Probability and Statistics for ML Interviews: High-Impact Survival Guide

Most ML engineers can build models, but interviews hinge on how you reason about randomness and avoid statistical traps. Rather than derivations, interviewers want clear explanations of conditional probability, confidence intervals, and the right metrics when data are imbalanced. This guide covers the essentials and includes practice questions with answers so you can test yourself as you go.

Probability Basics Interviewers Actually Test

Conditional Probability

Conditional probability answers the question: "What's the probability of event A given that event B already happened?" Formally,

P(A | B) = P(A and B) / P(B).

In interviews you'll see scenarios like: a moderation team labels posts as spam or not spam, or a churn alert fires when a predicted probability exceeds a threshold. To compute P(A | B), always find the joint probability P(A and B) and divide by the known probability P(B). When we update our belief about a hypothesis given new evidence (e.g. probability it's truly defective given that it was flagged), that conditional probability is called the posterior. In Bayes-style problems you'll also hear prior (probability before seeing evidence), likelihood (probability of the evidence given the hypothesis), and posterior (probability of the hypothesis given the evidence).

Interview Tip: Draw a simple table or probability tree. Visualising the joint and conditional parts prevents algebra mistakes.

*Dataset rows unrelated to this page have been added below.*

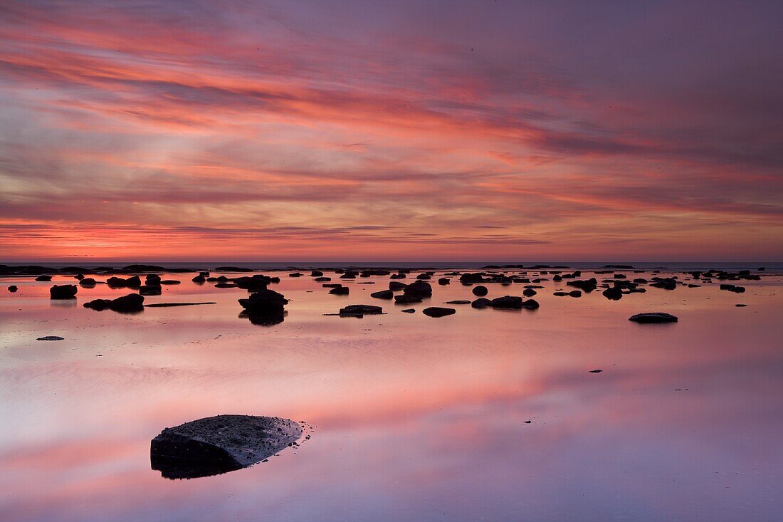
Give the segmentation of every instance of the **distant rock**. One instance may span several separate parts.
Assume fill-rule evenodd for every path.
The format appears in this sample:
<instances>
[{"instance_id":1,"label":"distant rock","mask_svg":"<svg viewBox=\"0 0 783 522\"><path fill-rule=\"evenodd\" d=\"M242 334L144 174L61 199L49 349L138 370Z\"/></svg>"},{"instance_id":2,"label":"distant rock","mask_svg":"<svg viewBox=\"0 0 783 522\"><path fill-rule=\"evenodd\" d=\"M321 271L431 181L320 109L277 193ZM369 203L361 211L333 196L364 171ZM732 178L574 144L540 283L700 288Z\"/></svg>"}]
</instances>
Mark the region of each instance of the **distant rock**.
<instances>
[{"instance_id":1,"label":"distant rock","mask_svg":"<svg viewBox=\"0 0 783 522\"><path fill-rule=\"evenodd\" d=\"M637 323L674 323L677 321L677 317L664 312L645 312L632 315L628 321Z\"/></svg>"},{"instance_id":2,"label":"distant rock","mask_svg":"<svg viewBox=\"0 0 783 522\"><path fill-rule=\"evenodd\" d=\"M442 317L446 315L456 314L456 310L453 308L445 308L443 306L430 306L421 310L421 313L431 317Z\"/></svg>"},{"instance_id":3,"label":"distant rock","mask_svg":"<svg viewBox=\"0 0 783 522\"><path fill-rule=\"evenodd\" d=\"M259 462L296 445L301 434L287 419L208 417L164 429L150 443L150 461L166 478L207 477Z\"/></svg>"},{"instance_id":4,"label":"distant rock","mask_svg":"<svg viewBox=\"0 0 783 522\"><path fill-rule=\"evenodd\" d=\"M340 309L340 315L342 317L362 317L365 315L383 313L383 308L373 305L348 305Z\"/></svg>"},{"instance_id":5,"label":"distant rock","mask_svg":"<svg viewBox=\"0 0 783 522\"><path fill-rule=\"evenodd\" d=\"M52 299L74 299L78 291L75 285L55 285L49 288L49 297Z\"/></svg>"},{"instance_id":6,"label":"distant rock","mask_svg":"<svg viewBox=\"0 0 783 522\"><path fill-rule=\"evenodd\" d=\"M110 310L121 314L130 314L144 310L144 296L139 294L128 294L115 299L94 299L82 306L98 311Z\"/></svg>"}]
</instances>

Practice Question: A quality control system flags 5% of manufactured parts as defective. Only 0.5% of parts are truly defective. The system catches 95% of defective parts and has a 5% false positive rate. If a part is flagged, what is the probability it's truly defective?

Step-by-step solution

Use a concrete count (e.g. 10,000 parts) so you don't get lost in decimals.

Truly defective: 0.5% of 10,000 = 50. Not defective: 9,950.
Of the 50 defective, the system catches 95%: 50 × 0.95 = 47.5 true positives (flagged and truly defective).
Of the 9,950 not defective, 5% are false positives: 9,950 × 0.05 = 497.5 flagged but not defective.
Total flagged: 47.5 + 497.5 = 545.
Among flagged parts, the fraction that are truly defective: 47.5 / 545 ≈ 0.087.

So the probability a flagged part is truly defective is about 8.7%. That is the posterior: P(truly defective | flagged).

Answer: Posterior probability ≈ 8.7%.

Independence

Two events are independent if knowing one doesn't change the probability of the other: P(A and B) = P(A) × P(B). Tossing a fair coin repeatedly yields independent flips. Drawing cards without replacement breaks independence because each draw alters the deck.

Common Mistake: Assuming independence when sampling without replacement. If you draw balls from an urn and don't put them back, adjust your calculations because probabilities change on each draw.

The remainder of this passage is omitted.